Il presentatore ci parla dell’importanza di sostenere l’iniziativa di recuperare il Faro della Guardia e poi viene chiamato Francesco Cordella a leggere una presentazione del libro di Poesie di Rocco Familiari, uno studioso grecista che non è potuto essere presente questa sera. Un intervento di elevato spessore tecnico-culturale.
Poi è la volta di Simone Perotti, scrittore e amico dei due poeti il quale dice che: questo libro inizia a colmare un vuoto enorme, dopo i sei libri dell’Eneide nessuno ha più scritto di mare….. I grandi poeti non si sono fatti affascinare dal mare,…. noi avevamo una vera lingua di tutti i marinai “il Sabir” e con questa lingua che si parlava in tutti i porti del Mediterraneo….. Siamo in Europa, ma la nostra cultura è e rimane Mediterranea, abbiamo più cose in comune con l’altra sponda del mare che con il nord Europa.
Sale sul palco l’attrice Mita Medici che insieme al coro costituito da studenti dell’ITC di Ponza legge alcune poesie del libro.
I Burattini: “l’amara constatazione appare aprendo una finestra, uomini come pupazzi impazziti”.
Nemesi Mediterranea: una scelta di vita “vivere sospesi tra il cielo e la terra, mi nutro di succo d’uva frutti di mare e lettere d’amore”.

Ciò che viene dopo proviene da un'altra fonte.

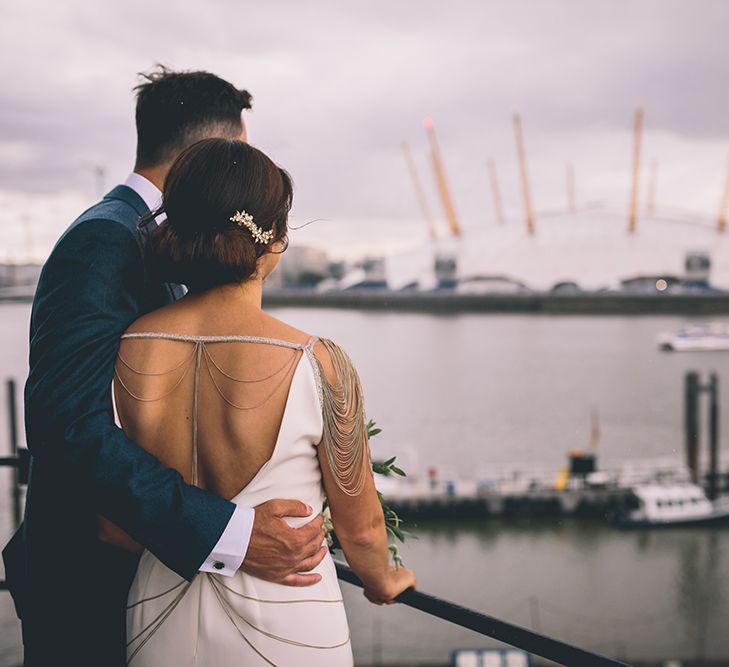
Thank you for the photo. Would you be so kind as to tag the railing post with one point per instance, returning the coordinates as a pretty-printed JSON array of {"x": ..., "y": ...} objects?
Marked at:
[
  {"x": 713, "y": 389},
  {"x": 13, "y": 434},
  {"x": 692, "y": 424}
]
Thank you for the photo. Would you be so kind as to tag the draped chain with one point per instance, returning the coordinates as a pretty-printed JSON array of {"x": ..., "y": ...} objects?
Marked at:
[{"x": 344, "y": 437}]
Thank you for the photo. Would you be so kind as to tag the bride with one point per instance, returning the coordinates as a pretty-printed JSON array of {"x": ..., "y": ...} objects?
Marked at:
[{"x": 264, "y": 411}]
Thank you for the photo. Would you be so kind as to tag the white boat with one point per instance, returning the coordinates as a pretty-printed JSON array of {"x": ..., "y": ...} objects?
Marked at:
[
  {"x": 710, "y": 337},
  {"x": 656, "y": 505}
]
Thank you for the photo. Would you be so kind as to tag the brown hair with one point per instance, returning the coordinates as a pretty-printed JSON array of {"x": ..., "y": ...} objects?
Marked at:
[
  {"x": 210, "y": 181},
  {"x": 176, "y": 109}
]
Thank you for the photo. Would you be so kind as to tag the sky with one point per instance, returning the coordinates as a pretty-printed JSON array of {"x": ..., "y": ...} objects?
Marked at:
[{"x": 338, "y": 85}]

Andata e Ritorno: grande nostalgia dell’estate dei fuochi d’artificio a festeggiare l’evento che è l’innamoramento che è sempre gioventù. “L’autunno arriva il cuore impazzito ruota sull’esile stelo dei sogni”.
Nostòs: Ulisse stirpe divina scampò morte e sventura per tornare alla sua Itaca” e vendicare il suo onore.
Pausillipon: si parte per un lungo viaggio, si parte da una madre “la vita è un viaggio sperimentale fatto involontariamente”.
Dana: è il ricordo molto intimo di un amico, un fedelissimo amico, il cane… “Il teatro vero delle tue furibonde corse, il prato risuona di latrati, richiami e rochi versi di cornacchie”.
Itaca: ancora Ulisse “ero il partire e il restare l’errante volere degli dei”
Istanbul: ricordo di un viaggio, di una città descritto in forma surreale.
Dopo le splendide poesie vengono chiamati sul palco i due poeti, Andrea Simi ringrazia tutti con molta commozione, Antonio De Luca molto emozionato oltre a ringraziare il pubblico, i ragazzi del coro, gli editori, il Sindaco, ricorda i suoi amici di infanzia… Poi fa un appello alla nuova Amministrazione sull’importanza di investire nella cultura e riprendendo una frase di Italo Calvino conclude: “…senza memoria, senza cultura una comunità è destinata a diventare un villaggio turistico in mano a pochi speculatori e così finisce la sua storia.”
Vengono offerti fiori all’attrice Mita Medici e targhe ricordo offerte dall’amministrazione comunale ai poeti, la serata termina sul palco per continuare in amicizia, poesia e altro al Winspeare Club.